Le tue storie spesso sono caratterizzate da questo tema della divisione in due, dei diversi punti di vista. Come nel caso di questa singola pagina.
Viviamo in un teatro codificato in cui la verità, a volte, viene rappresentata in un unico modo. Mostrare questa coppia bianca specchiata nella simmetria della pagina con questa coppia nera crea un’informazione diretta su un soggetto molto complesso. Io non sono un investigatore ovviamente, su questa vicenda si è andati dalla teoria del complotto – che qui è sempre amata – alla negazione. Tuttavia la questione del rapimento è una metafora del come siamo stati catapultati in un ambiente europeo, in un certo senso siamo stati rapiti.
Credi che il fatto di avere un fratello gemello omozigota, e che fa esattamente il tuo stesso mestiere, abbia influenzato questo modo di vedere il mondo? Un modo che comprende sempre il punto di vista anche dell’altro, ma che in fondo sei sempre “un po’ tu”…
Eh, non ci avevo mai pensato in questi termini… In effetti è vero. Sin da piccolo sono sempre stato concentrato sul trovare le più piccole differenze in mio fratello. Che so, mezzo centimetro di differenza di altezza, un leggero timbro nella voce diverso… Mi ha permesso di fare grande attenzione alle piccolissime sfumature del reale.
In effetti questo termine, “Realista”, è diventato il tuo alter ego. Come mai, invece, il tuo libro in italiano è stato intitolato K.O. a Tel Aviv e non come nella versione originale, The realist?
È stata una scelta dell’editor francese, che preferiva un titolo che rimandasse al luogo in cui io vivo e opero. Voleva un titolo che esplicitasse questo, non tanto l’aspetto di narrazione del reale. A me non dispiace affatto, per cui quando anche Bao ha optato per questa versione non ho avuto problemi. Io poi non credo nel realismo nel senso del termine come tradizionalmente inteso – che so, nella storia dell’arte – ma perché rimanda a questa onestà di fondo che ricerco. All’idea che non bisogna mentire. Ecco perché conservo gelosamente questa chiave autobiografica. Permette anche al lettore di rispecchiarsi più facilmente in quello che racconto.

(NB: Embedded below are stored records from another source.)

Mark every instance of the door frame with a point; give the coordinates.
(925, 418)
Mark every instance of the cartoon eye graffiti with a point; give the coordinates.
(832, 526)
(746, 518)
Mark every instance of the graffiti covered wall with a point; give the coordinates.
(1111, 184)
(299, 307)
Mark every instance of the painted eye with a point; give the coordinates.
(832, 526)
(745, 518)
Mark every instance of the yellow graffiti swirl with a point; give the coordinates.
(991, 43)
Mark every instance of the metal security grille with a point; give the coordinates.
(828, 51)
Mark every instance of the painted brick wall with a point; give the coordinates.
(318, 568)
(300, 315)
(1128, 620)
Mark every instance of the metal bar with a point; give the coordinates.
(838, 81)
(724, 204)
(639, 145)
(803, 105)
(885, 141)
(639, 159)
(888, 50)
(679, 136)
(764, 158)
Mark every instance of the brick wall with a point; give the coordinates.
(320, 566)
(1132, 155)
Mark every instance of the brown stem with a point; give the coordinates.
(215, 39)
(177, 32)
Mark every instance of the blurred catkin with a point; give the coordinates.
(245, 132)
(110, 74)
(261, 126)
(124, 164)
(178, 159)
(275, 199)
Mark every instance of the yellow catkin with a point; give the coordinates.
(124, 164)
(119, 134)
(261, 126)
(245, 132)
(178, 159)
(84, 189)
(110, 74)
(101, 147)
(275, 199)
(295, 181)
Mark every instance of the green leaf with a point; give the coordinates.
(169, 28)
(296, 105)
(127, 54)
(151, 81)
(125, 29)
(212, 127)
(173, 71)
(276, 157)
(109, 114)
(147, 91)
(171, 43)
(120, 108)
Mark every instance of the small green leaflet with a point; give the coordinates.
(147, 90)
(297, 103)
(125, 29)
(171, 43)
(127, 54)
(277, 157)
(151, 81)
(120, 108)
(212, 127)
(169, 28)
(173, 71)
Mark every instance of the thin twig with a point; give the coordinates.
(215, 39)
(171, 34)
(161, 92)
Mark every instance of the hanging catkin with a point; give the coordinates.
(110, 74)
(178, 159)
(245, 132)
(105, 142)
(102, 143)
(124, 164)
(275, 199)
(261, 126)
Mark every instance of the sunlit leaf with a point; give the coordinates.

Visto il momento, non possiamo non chiederti qualcosa della tua collaborazione con Saviano. Ci puoi raccontare qualcosa di come è nato? Perché Saviano ha deciso di contattare proprio te per il suo primo graphic novel?
In realtà faccio fatica a risponderti. Ho pensato che lo abbia ispirato il fatto che, se vedi come mi disegno e come sono fisicamente, in realtà ci assomigliamo molto. Entrambi corpulenti, con una testa strana e rasata. Forse si è immedesimato… è stata comunque anche per me una sorpresa. Ci siamo poi visti a Milano, ed è stato un bellissimo incontro: ci siamo scambiati molte idee e ho cominciato a disegnare queste storie meravigliose.
Come ti stai rapportando alla rappresentazione della realtà italiana? Immagino che sia piuttosto centrale…
Esatto. Sto vedendo molto cinema italiano e sto anche imparando l’italiano… Sono guidato molto bene da Roberto: ho già completato le prime due storie, e mi sembra che il risultato sia all’altezza delle sue aspettative. O almeno spero. Però non posso dire altro… ne parleremo magari dopo l’uscita!